One of the more exciting new fields in statistics and data analytics is that of machine learning. If you haven’t heard of it, you’ve almost definitely been affected by it. Companies and organisations from Netflix, Google, Apple, General Electric and even the NBA utilise and have used machine learning analysis to inform decision making. But, exactly what is machine learning, and why is everyone making such a fuss?
Arthur Samuel defined machine learning as the “Field of study that gives computers the ability to learn without being explicitly programmed.” Effectively, a machine learning program is one which improves its performance in the task it was programmed for, without the original programmer needing to do much more than write the initial algorithm. Applications are often in predicting changes with respect to a variety of variables, but there are many applications.
Machine learning tasks can be categorised into one of three groups:
- Supervised Learning
- Unsupervised Learning
- Reinforcement Learning
In this group of tasks, the computer is given a set of inputs and the desired output. For instance, a good example given here is the email Spam filter. A set of emails (the inputs) labelled as Spam by a user (the label is the desired output) are given to the computer. The machine learning program then processes the data set to determine, using a particular algorithm which was decided on beforehand by the programmer, what the relationship is between the input and the desired output. So, the computer will learn what you think Spam is and continuously improve. Put simply, this means fewer Nigerian 419 scams.
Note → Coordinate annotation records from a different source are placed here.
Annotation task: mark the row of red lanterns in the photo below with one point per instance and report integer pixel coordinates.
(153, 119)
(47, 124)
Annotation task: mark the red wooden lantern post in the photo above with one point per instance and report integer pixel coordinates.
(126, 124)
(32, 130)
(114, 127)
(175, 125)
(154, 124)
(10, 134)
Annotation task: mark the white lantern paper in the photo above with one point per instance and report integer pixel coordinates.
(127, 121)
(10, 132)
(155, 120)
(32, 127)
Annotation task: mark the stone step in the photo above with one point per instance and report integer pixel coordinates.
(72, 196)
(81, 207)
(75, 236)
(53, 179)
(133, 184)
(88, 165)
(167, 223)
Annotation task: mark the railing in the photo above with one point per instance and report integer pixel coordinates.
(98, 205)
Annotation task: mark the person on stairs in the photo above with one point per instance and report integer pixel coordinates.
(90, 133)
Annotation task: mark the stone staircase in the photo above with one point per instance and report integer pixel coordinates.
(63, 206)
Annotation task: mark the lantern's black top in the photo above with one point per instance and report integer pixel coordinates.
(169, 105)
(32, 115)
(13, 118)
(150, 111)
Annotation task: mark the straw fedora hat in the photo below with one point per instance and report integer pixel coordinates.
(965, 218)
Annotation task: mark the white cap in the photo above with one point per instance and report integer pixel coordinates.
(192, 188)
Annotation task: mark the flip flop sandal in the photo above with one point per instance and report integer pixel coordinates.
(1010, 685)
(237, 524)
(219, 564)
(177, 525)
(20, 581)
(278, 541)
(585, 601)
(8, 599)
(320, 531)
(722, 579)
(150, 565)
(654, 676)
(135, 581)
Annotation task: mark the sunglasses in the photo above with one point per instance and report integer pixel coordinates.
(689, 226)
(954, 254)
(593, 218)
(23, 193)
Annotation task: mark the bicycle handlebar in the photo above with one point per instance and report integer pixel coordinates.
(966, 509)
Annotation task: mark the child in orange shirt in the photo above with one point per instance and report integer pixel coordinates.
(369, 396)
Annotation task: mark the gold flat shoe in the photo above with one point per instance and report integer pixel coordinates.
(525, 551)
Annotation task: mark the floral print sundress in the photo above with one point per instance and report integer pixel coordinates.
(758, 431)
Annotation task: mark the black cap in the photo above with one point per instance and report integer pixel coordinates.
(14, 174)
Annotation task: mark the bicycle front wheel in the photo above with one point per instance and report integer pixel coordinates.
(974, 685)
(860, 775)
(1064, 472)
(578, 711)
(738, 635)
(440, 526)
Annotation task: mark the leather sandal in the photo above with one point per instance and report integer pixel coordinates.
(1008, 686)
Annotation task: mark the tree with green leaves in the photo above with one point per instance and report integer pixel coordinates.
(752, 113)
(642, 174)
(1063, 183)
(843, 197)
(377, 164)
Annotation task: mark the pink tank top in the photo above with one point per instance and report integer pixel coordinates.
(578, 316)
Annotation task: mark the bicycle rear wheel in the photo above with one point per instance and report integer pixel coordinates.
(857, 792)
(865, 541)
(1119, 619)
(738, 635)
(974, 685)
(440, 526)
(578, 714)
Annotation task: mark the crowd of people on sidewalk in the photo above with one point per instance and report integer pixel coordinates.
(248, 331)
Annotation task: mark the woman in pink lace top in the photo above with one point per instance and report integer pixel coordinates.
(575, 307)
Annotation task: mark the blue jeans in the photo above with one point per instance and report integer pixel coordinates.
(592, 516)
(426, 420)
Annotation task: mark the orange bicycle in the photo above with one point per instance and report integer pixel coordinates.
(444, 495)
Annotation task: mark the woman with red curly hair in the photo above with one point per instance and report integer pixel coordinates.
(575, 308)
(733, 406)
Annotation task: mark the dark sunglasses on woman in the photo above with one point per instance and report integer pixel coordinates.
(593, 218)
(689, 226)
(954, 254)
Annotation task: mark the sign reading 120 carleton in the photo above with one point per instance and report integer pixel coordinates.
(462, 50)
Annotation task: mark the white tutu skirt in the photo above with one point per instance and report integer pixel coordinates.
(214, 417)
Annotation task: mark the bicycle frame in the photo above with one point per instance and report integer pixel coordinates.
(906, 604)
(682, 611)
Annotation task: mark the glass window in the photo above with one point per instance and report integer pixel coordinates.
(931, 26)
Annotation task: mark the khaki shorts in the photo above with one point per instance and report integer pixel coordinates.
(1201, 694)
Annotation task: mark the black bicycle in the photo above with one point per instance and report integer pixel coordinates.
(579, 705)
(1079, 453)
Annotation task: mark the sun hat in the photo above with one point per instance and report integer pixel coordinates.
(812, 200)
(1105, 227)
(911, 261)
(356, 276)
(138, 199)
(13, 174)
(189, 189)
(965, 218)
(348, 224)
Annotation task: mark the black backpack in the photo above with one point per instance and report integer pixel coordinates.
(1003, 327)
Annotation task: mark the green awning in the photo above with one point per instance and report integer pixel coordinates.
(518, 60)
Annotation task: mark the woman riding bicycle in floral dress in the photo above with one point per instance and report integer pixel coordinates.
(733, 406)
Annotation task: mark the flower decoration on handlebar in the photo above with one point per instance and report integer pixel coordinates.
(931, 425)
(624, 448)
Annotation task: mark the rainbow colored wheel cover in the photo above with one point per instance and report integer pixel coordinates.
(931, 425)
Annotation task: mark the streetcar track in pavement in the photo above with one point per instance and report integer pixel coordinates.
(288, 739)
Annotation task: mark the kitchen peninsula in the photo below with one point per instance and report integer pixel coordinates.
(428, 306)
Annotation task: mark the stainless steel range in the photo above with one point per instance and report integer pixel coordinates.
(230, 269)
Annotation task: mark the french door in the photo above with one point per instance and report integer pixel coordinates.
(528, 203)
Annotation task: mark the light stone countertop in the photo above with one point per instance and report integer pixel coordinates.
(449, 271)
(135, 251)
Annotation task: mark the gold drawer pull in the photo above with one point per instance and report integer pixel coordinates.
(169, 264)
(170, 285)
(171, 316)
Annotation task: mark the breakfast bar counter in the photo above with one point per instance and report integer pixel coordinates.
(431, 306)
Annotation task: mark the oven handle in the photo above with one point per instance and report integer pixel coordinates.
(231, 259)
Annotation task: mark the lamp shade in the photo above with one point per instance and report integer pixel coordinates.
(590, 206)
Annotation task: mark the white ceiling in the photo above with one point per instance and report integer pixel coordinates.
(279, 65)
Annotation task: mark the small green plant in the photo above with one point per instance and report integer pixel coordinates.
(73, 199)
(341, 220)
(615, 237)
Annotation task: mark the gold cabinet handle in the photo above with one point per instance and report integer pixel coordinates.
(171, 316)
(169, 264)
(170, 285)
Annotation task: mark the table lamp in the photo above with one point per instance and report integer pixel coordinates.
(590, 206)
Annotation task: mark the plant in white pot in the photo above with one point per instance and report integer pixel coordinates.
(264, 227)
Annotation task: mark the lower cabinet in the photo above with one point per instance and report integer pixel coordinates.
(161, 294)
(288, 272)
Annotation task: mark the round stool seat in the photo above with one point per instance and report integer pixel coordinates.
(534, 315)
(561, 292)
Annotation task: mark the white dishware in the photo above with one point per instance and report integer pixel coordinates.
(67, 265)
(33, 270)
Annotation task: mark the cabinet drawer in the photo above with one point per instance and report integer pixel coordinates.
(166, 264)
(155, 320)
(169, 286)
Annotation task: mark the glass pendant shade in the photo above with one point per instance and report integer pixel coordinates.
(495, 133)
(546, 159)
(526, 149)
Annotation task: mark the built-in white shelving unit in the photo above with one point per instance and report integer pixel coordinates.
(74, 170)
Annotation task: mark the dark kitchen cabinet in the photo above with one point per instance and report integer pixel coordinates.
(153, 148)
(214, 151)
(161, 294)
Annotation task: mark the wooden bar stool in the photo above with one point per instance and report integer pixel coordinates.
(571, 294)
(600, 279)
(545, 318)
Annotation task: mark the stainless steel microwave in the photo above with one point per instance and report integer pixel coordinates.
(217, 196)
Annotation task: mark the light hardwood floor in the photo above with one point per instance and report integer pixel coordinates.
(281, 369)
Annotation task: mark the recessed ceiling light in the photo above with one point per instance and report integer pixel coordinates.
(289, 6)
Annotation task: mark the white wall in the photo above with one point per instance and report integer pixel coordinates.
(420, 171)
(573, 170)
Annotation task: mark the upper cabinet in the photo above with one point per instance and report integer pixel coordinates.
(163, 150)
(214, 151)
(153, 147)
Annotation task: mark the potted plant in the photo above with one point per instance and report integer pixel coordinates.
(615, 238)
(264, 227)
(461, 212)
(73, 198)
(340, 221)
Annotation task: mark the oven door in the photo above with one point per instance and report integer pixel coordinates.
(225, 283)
In this group of tasks, the computer isn’t told what the correct output is…that’s because the programmer doesn’t necessarily know! All they want to know is what would be a good way to group or “cluster” the data together, into groups that make sense. For example if you have a massive database of pictures, but no labels on them, you could feed the database through an unsupervised algorithm which would deduce common characteristics among pictures, and group them accordingly.
Of course, the computer wouldn’t know what to actually call the groups of common pictures, but a human could simply give the categories names afterwards.
This group of tasks was well summarised here as “learning by trial and error”. This type of task is well suited to computers, which can perform repetitive tasks at immense speed. The computer is allowed to interact with an environment and is “rewarded” (likely based on input provided by the programmer) - encouraging that approach.
For example: imagine that you wanted a robot that walked, but you didn’t have the time or were too lazy to spend hours pre-defining how it should walk (i.e that it needs to put one leg forward first, then the next). What you could do is let it “learn” by itself how to walk, and give it a “reward” for moving forward. In this way, it will work out for itself how to move forward, motivated by the reward. This video is a great visual example of reinforcement learning in action.
There are huge possibilities for machine learning in the field of Finance. For instance, consumer credit scores could be assigned based on machine learning algorithms’ results. For example, instead of a bank comparing the credit performance of its consumers based on factors that it chooses beforehand, it could simply let a machine learning algorithm loose in its massive database to decide for itself what the best variables are for assigning credit scores in the future.
Or, a firm could develop a high-frequency trading algorithm which utilises machine learning to uncover relationships between different stocks and economic variables which may not have been considered beforehand.
Finally, machine learning is not just being used for financial gain. The field of Medicine is yet another area where machine learning has value, with algorithms being used to aid diagnosis and even identify melanoma on the skin!
The point? Expect to hear a lot more about machine learning in the future.